Smart lenses for super vision

Ron Blum is an ophthalmologist who is developing eyeglass lenses that apparently can give the wearer super vision. The system is based on "intelligent" lenses made up of electronically-controlled "pixels" that can be discretely adjusted. Blum claims that his PixelOptics lenses will not only correct the wearer's vision but could also boost it to better than 20/20, possibly even better than 20/10. Blum's company just scored a $3.5 million Department of Defense grant to build a prototype that he hopes will be ready in a year. From Wired News:

"Theoretically, this should be able to double the distance that a person can see clearly," (Blum) says…

Technicians scan the eyeball with an aberrometer — a device that measures aberrations that can impede vision — and then the pixels are programmed to correct the irregularities.

Traditional glasses correct lower-order aberrations like nearsightedness, farsightedness and astigmatisms.
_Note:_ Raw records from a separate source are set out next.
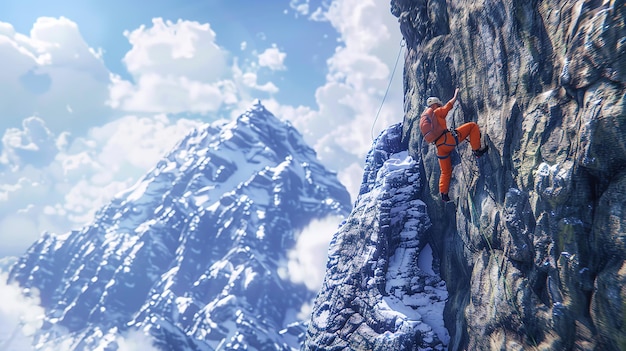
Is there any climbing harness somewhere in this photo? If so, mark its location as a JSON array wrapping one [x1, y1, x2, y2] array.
[[370, 38, 406, 141]]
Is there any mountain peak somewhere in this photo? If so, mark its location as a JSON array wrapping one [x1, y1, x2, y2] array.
[[10, 103, 351, 350]]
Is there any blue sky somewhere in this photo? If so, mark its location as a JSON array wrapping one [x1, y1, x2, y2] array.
[[0, 0, 403, 258]]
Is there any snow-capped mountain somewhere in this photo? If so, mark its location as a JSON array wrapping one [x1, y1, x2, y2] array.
[[9, 103, 351, 351], [303, 124, 450, 351]]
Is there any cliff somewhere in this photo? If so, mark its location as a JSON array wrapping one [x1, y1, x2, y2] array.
[[391, 0, 626, 350], [303, 0, 626, 350]]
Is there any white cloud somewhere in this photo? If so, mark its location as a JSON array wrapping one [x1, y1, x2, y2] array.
[[0, 17, 111, 132], [287, 216, 342, 292], [0, 117, 58, 167], [263, 0, 404, 198], [289, 0, 309, 16], [259, 44, 287, 71], [0, 273, 44, 351], [107, 18, 286, 114], [0, 115, 200, 256]]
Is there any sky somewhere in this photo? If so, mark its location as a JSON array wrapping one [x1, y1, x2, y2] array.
[[0, 0, 404, 258]]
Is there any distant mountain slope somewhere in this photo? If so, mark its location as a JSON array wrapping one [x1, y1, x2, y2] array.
[[9, 100, 351, 351]]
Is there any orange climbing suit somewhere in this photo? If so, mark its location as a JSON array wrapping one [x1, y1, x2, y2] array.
[[429, 101, 480, 194]]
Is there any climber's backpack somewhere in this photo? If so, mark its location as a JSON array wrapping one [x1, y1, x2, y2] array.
[[420, 108, 446, 144]]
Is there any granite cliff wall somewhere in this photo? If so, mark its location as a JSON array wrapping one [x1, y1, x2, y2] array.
[[391, 0, 626, 350]]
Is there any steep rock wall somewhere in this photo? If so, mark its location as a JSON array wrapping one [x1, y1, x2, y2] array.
[[391, 0, 626, 350]]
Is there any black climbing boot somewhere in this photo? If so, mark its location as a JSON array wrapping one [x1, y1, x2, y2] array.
[[441, 193, 450, 202], [472, 145, 489, 158]]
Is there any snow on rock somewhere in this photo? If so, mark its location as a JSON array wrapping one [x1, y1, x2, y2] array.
[[304, 124, 450, 351], [9, 100, 351, 351]]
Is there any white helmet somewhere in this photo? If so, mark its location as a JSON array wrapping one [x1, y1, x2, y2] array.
[[426, 96, 443, 106]]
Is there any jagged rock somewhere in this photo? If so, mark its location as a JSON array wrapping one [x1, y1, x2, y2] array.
[[391, 0, 626, 350], [8, 103, 351, 351], [303, 124, 449, 351]]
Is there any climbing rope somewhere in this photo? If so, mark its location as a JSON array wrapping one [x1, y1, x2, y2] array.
[[370, 38, 405, 141]]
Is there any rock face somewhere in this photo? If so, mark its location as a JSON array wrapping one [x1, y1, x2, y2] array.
[[4, 104, 351, 351], [391, 0, 626, 350], [303, 124, 449, 351]]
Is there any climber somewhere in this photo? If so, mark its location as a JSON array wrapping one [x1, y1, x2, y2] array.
[[422, 88, 488, 202]]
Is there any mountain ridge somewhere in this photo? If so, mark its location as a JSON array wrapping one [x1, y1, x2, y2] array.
[[9, 103, 351, 351]]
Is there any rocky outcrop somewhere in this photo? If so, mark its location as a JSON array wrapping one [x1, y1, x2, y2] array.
[[303, 124, 449, 351], [391, 0, 626, 350]]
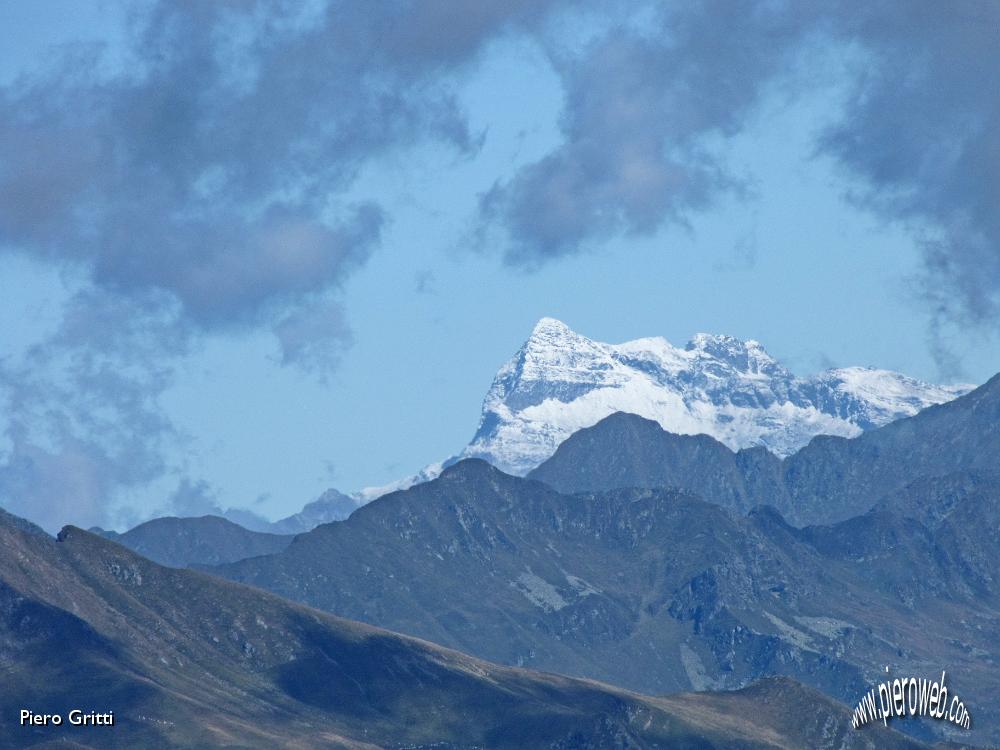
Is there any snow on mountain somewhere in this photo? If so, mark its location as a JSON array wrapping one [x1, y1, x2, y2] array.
[[461, 318, 972, 474], [352, 318, 973, 502]]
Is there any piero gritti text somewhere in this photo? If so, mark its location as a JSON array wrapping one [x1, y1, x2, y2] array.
[[21, 708, 115, 727]]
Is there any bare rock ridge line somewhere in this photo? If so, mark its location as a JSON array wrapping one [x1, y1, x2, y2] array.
[[0, 508, 928, 750], [356, 318, 972, 500]]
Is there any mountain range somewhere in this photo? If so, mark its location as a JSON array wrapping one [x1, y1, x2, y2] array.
[[0, 508, 928, 750], [354, 318, 973, 502], [529, 375, 1000, 525], [461, 318, 970, 475]]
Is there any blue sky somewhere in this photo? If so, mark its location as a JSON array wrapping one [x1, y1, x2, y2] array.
[[0, 0, 1000, 528]]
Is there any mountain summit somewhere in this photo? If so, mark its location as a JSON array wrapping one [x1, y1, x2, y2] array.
[[461, 318, 971, 474]]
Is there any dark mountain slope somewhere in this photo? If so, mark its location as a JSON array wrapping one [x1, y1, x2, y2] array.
[[528, 375, 1000, 526], [91, 516, 293, 568], [528, 412, 786, 513], [0, 508, 922, 750], [207, 461, 1000, 744]]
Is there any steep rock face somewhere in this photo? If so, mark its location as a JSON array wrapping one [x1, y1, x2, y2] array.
[[207, 458, 1000, 748], [528, 376, 1000, 526], [0, 508, 927, 750], [462, 318, 969, 474]]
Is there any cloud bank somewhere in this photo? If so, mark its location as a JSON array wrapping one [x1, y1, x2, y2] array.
[[0, 0, 1000, 523]]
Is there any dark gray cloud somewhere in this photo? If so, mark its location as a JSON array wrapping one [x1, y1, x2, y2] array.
[[0, 0, 584, 528], [480, 0, 1000, 334], [481, 2, 802, 266], [0, 292, 188, 531], [820, 0, 1000, 323]]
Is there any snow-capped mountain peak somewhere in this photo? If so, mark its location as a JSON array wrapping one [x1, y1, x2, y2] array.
[[461, 318, 971, 474], [354, 318, 972, 502]]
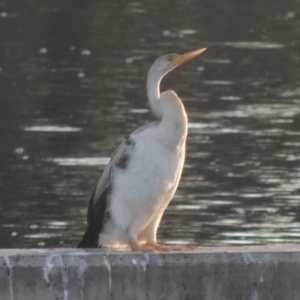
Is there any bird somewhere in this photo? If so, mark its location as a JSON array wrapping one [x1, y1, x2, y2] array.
[[77, 48, 206, 252]]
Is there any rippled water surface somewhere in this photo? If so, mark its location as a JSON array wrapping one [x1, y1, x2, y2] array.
[[0, 0, 300, 247]]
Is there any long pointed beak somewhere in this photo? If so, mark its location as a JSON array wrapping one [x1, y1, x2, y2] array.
[[172, 48, 206, 66]]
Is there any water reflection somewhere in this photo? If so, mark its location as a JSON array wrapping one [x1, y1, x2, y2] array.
[[0, 0, 300, 247]]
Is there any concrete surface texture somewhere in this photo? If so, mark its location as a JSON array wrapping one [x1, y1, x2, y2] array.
[[0, 245, 300, 300]]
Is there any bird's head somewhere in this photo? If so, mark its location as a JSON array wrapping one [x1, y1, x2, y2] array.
[[150, 48, 206, 75]]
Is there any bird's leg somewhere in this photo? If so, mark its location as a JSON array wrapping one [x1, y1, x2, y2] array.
[[144, 243, 197, 252], [129, 236, 155, 252]]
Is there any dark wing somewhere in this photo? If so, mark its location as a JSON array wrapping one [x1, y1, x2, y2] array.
[[77, 137, 134, 248], [77, 187, 111, 248]]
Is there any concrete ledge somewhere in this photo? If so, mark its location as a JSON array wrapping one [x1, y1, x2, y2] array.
[[0, 245, 300, 300]]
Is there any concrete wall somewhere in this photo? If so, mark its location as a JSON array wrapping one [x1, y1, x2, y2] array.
[[0, 245, 300, 300]]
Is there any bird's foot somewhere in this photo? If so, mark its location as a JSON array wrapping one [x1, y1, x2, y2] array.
[[143, 244, 196, 252]]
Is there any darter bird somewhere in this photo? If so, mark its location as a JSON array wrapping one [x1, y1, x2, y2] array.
[[78, 48, 206, 251]]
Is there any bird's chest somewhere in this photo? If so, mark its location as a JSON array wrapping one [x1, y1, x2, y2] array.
[[129, 139, 184, 192]]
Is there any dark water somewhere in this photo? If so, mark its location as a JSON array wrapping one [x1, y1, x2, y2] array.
[[0, 0, 300, 247]]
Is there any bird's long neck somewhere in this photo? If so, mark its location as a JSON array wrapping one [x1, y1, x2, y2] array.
[[147, 68, 165, 119]]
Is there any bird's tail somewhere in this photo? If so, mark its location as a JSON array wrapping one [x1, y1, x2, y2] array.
[[77, 224, 99, 248]]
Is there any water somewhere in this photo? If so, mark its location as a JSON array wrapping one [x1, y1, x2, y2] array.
[[0, 0, 300, 247]]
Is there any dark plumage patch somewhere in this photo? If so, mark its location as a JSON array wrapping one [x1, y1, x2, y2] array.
[[125, 135, 134, 146], [77, 185, 112, 248]]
PixelOptics' lenses handle higher-order aberrations that are much more difficult to detect and correct.

Thanks to technologies created for astronomical telescopes and spy satellites, aberrometers can map a person's eye with extreme accuracy. Lasers bounce off the back of the eyeball, and structures in the eye scatter the resulting beam of light.

Software reads the scattered beam and creates a map of the patient's eye, including tiny abnormalities such as bumps, growths and valleys. The pixelated eyeglass lens is then tuned to refract light in a way that corrects for those high-level aberrations.